When loading the file, combinations are generated according to custom definitions, and the combination code is assigned to combinations accordingly. The combination name is generated based on the combination definition.
Note that when using an Excel file, to identify load cases their ID number is used. This allows you to precisely determine the relationship, regardless of the type of load case. However, in this solution we need to know the ID numbers of these cases before the combination is generated.
In case of CBN files, load case codes are used. Thanks to the codes it is easier to prepare a universal combination definition, which can then be used for many projects, but at the same time we have to be careful about the compatibility of the codes in the CBN file and in the project.
In every new project the load case codes are the same for all load cases. They can then either be modified manually by us or updated automatically by the program during combination generation (the program asks for this during combination generation).
Manual modification of the codes is useful when we have prepared the combination definitions in the CBN file using our own codes. In such a case, we can mark each case explicitly in a given project, making sure that they match the codes in the CBN file.

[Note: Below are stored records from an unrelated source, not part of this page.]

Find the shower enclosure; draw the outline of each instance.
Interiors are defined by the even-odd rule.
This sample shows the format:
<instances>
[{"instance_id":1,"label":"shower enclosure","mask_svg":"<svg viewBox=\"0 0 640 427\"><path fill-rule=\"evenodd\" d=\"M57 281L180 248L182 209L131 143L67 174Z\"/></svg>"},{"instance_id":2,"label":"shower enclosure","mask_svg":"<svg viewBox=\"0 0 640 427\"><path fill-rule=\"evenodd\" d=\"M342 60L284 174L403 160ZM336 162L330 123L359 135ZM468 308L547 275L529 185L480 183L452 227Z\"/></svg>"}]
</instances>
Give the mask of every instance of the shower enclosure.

If you allow the program to automatically complete the codes during combination definition, remember that the same codes are assigned to all cases of a given type. This means that all fixed load cases will have the same code, similarly all snow load cases etc. This solution is convenient when there is no need to combine cases inside the same type.

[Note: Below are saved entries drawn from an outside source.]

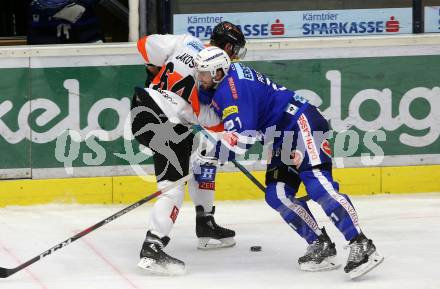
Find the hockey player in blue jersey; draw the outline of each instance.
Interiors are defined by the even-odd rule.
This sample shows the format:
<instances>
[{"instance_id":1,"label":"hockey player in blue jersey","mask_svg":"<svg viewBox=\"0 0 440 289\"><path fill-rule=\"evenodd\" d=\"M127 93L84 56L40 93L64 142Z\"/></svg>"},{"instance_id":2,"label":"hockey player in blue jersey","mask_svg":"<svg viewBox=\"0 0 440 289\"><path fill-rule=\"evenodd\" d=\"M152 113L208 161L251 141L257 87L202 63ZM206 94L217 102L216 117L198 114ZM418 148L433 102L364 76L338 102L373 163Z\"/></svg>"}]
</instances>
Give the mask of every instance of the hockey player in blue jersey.
<instances>
[{"instance_id":1,"label":"hockey player in blue jersey","mask_svg":"<svg viewBox=\"0 0 440 289\"><path fill-rule=\"evenodd\" d=\"M295 198L301 182L349 241L344 271L356 278L377 266L383 257L361 231L350 198L339 192L333 180L326 138L329 126L319 110L265 75L238 62L231 65L229 57L216 47L202 50L196 67L203 95L200 101L211 103L225 127L213 150L215 157L230 159L256 140L272 143L266 201L309 244L298 260L300 268L321 271L338 267L335 244L319 228L307 203ZM203 163L203 156L199 161Z\"/></svg>"}]
</instances>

Let’s see the effect of one exemplary row defining the combination in the CBM file:
CASE1 +1.10 CASE2 +1.20 CASE3 +1.30 CombA
Example 1. There are 3 different load cases with names and codes respectively: A – CASE1, B – CASE2 and C – CASE3. The result will be one combination with all cases:
A*1.1 + B*1.2 + C*1.3
Example 2. There are 2 different load cases with names and codes respectively: A – CASE1 and B – CASE2. The result will be one combination:
A*1.1 + B*1.2
Example 3. There are 3 different load cases with names and codes in the project: A – CASE1, B – CASE1 and C – CASE3. Note that the first two cases have the same code. The result will be two combinations:
A*1.1 + C*1.3
B*1.1 + C*1.3
As you can see both mechanisms, either using an Excel spreadsheet or using CNB text files, allow you to easily and quickly create your own sets of load case combinations in Advance Design. I encourage you to get closer to these solutions and use them while working with your own projects.